Australasian Database Conference (ADC 2000),
Jan. 31 - Feb. 3,
Australian Computer Science Communications, Vol. 2, No. 2, IEEE CS Press,
An Integrated Architecture for Exploring, Wrapping,
Mediating and Restructuring Information from the Web
The goal of information extraction from the Web is to provide
an integrated view on heterogeneous information sources. A main
problem with current wrapper/mediator approaches is that they rely
on very different formalisms and tools for wrappers and mediators,
thus leading to an "impedance mismatch" between the wrapper and
mediator level. Additionally, most approaches currently are tailored
to access information from a fixed set of sources.
In this paper, we discuss an architecture where Web exploration,
wrapping, mediation, and querying is done in an integrated system.
Such an architecture reveals significant advantages in combination
with a unified framework - i.e., data model and language - in
which all tasks are done.

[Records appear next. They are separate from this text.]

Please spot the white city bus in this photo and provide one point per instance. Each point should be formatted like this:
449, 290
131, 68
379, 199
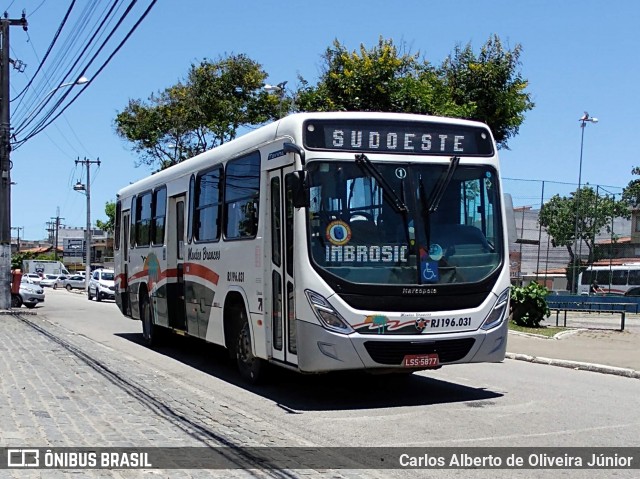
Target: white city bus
323, 242
613, 279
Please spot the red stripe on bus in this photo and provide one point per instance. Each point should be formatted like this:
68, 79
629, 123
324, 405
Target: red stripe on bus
200, 271
192, 269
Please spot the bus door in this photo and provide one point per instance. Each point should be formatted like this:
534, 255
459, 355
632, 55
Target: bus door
281, 313
124, 264
175, 263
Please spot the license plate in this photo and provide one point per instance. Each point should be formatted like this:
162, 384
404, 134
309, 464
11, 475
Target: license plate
421, 361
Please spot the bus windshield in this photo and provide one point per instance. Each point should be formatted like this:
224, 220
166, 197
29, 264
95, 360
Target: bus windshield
404, 223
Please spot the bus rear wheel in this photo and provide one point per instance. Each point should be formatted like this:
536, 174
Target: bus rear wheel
251, 368
149, 329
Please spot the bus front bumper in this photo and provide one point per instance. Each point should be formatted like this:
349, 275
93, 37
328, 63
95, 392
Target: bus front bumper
320, 350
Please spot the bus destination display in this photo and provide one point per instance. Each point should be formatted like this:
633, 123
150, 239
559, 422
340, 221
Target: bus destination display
420, 138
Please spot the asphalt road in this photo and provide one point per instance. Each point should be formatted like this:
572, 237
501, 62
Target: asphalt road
511, 404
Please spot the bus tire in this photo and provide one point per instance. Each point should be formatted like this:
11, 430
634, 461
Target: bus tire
251, 368
149, 329
16, 301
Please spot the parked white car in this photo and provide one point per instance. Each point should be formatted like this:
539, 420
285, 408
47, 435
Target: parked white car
30, 294
53, 281
102, 285
33, 277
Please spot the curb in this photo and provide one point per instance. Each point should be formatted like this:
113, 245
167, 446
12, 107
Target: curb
17, 312
563, 363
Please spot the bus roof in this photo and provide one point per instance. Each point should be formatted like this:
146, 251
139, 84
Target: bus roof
290, 125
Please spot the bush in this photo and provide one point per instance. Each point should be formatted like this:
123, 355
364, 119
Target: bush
528, 305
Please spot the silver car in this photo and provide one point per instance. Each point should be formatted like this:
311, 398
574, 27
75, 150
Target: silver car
74, 282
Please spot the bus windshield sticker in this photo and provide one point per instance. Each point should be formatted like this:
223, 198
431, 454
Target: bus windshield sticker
275, 154
338, 233
429, 267
366, 254
435, 252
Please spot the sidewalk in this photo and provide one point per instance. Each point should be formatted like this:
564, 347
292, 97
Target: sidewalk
593, 342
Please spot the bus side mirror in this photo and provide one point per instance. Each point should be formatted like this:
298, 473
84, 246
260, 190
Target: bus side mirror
297, 184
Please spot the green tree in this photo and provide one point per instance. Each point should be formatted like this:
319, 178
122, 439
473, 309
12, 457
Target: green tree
594, 214
206, 110
377, 79
487, 87
110, 211
529, 305
492, 82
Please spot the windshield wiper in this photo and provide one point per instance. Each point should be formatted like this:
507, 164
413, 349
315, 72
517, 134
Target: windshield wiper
387, 190
441, 186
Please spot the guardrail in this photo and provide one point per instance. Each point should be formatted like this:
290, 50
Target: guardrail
593, 304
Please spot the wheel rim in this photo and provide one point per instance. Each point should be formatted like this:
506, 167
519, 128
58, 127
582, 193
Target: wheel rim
146, 323
245, 356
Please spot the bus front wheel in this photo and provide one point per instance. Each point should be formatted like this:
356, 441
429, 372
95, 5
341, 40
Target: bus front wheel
148, 328
251, 368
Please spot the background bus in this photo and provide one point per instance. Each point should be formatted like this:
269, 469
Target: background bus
324, 242
614, 279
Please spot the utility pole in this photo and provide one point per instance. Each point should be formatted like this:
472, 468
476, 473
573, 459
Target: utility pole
18, 228
55, 233
5, 162
87, 232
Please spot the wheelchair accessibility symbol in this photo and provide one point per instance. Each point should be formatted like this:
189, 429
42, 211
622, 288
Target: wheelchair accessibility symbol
430, 271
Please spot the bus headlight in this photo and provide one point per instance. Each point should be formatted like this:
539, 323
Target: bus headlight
328, 316
499, 311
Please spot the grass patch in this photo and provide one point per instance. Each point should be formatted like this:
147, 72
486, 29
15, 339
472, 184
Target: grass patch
542, 330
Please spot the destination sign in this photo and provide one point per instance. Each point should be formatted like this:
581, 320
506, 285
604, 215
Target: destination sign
401, 137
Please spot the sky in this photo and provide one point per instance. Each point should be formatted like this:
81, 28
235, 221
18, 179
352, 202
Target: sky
576, 55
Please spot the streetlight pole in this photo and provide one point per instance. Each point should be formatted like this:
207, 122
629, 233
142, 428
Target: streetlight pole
5, 162
87, 232
583, 122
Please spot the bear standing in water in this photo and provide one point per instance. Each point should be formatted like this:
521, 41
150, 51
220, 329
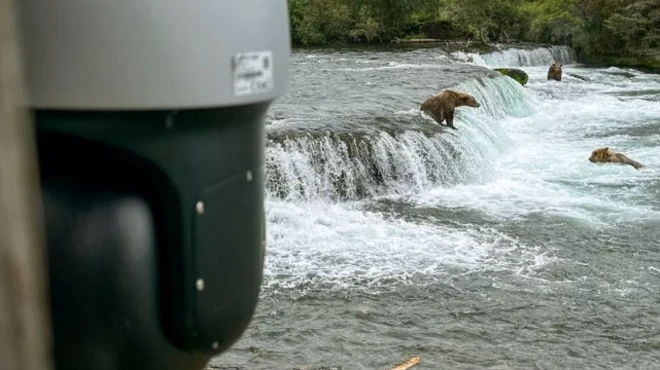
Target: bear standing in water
605, 155
441, 107
554, 73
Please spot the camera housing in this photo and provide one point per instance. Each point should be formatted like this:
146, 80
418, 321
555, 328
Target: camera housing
150, 131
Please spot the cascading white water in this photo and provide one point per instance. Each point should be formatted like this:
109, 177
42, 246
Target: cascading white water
346, 166
515, 57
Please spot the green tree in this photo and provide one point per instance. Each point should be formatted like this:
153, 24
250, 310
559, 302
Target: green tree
637, 24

Our approach is based on a unified model
of the application-level information and the relevant fragment of
the Web, and on an integrated language for accessing the Web,
wrapping, mediating, and querying information.

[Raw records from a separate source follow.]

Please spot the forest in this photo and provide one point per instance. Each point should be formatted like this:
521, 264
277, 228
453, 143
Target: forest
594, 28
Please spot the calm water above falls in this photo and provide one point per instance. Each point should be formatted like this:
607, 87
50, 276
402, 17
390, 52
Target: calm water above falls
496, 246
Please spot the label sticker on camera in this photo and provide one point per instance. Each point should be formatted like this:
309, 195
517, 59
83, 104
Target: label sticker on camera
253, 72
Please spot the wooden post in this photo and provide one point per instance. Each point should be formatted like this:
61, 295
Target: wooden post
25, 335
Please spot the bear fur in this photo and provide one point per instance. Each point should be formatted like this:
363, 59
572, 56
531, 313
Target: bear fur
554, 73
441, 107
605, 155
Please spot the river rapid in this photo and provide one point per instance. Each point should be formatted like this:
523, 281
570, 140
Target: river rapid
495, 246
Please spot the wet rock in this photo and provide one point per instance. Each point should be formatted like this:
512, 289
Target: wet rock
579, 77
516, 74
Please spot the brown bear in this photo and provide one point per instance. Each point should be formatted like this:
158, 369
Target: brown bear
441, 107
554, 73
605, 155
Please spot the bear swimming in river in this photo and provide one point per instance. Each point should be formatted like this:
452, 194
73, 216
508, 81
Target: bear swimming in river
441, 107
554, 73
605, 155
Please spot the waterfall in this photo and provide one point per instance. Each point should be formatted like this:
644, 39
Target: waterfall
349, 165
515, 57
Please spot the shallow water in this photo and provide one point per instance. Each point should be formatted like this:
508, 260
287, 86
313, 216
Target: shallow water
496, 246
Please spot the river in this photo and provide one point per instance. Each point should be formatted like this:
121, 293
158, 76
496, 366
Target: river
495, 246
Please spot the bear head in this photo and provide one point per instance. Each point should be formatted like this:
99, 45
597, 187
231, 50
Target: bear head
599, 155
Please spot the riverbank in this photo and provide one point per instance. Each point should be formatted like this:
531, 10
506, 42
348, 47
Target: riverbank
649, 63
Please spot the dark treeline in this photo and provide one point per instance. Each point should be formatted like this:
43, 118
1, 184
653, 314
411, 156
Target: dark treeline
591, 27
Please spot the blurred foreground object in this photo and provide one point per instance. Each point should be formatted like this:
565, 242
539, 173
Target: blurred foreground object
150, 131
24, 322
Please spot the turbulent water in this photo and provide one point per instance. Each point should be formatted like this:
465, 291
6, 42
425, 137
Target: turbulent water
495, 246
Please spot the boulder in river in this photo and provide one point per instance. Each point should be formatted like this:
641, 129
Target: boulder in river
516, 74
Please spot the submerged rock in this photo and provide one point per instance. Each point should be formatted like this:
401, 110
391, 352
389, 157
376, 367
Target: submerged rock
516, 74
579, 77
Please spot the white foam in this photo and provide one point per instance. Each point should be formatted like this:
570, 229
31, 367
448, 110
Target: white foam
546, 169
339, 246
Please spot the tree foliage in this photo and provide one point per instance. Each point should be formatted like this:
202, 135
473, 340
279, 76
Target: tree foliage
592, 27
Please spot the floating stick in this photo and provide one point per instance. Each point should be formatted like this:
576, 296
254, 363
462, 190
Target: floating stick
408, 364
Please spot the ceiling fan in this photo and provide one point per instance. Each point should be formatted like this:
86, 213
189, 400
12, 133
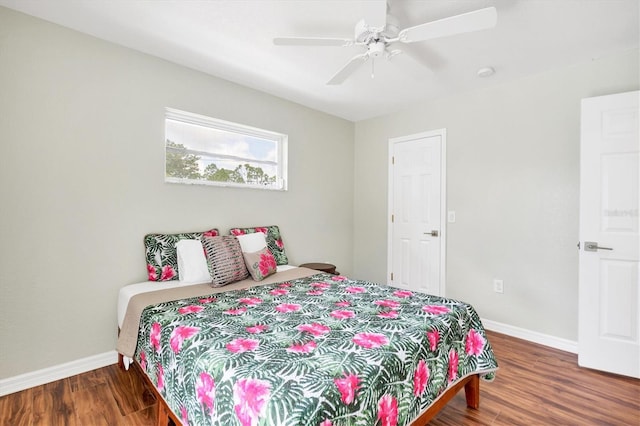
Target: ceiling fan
378, 40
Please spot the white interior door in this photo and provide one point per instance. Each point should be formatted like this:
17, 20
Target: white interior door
416, 203
609, 305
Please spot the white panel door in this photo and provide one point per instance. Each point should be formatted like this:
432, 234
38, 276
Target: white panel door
416, 231
609, 301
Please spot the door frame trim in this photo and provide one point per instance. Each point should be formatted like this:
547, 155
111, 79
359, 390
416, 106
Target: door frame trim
443, 201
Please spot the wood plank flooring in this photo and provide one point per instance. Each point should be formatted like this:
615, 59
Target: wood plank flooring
535, 385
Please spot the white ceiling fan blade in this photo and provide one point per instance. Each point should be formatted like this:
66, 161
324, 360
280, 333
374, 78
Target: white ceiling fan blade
312, 41
472, 21
348, 69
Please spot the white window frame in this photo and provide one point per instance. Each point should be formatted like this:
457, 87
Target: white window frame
280, 139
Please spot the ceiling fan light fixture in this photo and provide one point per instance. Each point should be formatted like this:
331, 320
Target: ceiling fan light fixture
486, 72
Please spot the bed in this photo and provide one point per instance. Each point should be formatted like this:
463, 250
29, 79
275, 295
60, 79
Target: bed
302, 347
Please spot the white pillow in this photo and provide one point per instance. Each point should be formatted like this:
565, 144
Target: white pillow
251, 243
192, 265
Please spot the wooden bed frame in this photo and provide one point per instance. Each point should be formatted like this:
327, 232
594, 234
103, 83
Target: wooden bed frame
471, 385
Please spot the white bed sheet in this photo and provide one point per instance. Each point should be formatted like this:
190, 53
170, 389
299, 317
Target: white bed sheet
128, 291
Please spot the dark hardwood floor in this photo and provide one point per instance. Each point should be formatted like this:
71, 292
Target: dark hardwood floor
535, 385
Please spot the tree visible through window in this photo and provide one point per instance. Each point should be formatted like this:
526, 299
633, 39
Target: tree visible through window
204, 150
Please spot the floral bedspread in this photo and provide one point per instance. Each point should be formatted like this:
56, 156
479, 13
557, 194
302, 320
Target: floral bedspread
321, 350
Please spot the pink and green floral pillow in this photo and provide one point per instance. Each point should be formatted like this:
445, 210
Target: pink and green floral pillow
260, 264
274, 240
162, 256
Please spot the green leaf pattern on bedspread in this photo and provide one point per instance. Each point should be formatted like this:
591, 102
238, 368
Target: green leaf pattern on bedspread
322, 350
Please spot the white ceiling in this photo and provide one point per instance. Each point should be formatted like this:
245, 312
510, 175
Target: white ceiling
232, 39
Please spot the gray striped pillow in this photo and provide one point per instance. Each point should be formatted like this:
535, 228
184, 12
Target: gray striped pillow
225, 260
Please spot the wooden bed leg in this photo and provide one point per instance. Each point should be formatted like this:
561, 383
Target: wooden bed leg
472, 392
162, 417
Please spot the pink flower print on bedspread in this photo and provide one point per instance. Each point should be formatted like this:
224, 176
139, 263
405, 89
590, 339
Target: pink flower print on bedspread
436, 309
256, 329
151, 272
251, 301
154, 336
320, 285
160, 377
342, 314
388, 411
205, 390
179, 335
267, 264
348, 385
286, 308
370, 340
143, 360
402, 293
242, 345
250, 397
167, 273
475, 343
433, 337
304, 348
391, 304
453, 365
420, 378
191, 309
315, 329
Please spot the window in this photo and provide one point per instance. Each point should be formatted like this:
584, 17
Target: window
204, 150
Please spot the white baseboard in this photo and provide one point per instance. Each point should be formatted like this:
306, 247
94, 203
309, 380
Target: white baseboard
57, 372
532, 336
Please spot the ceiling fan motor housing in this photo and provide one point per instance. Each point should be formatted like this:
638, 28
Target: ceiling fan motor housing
376, 49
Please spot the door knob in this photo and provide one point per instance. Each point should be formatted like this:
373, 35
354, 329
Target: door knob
591, 246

In this world model, in contrast to other approaches, the relevant
part of the Web becomes a part of the internal world model of the
system. This allows for a data-driven Web exploration which is
independent from a given network of individual predefined wrappers
and mediators. Thus, in addition to the classical wrapping and
mediating functionality, a system in this architecture can be
equipped with Web navigation and exploration functionality.
In an abstract sense, the system comprises a universal wrapper which
can be applied to arbitrary Web data sources which become known to
the system during information processing. Equipped with suitably
intelligent rules, the system can potentially explore before unknown
parts of the Web, thus coping with the steady growth of the Web.
The architecture is implemented in the FLORID system.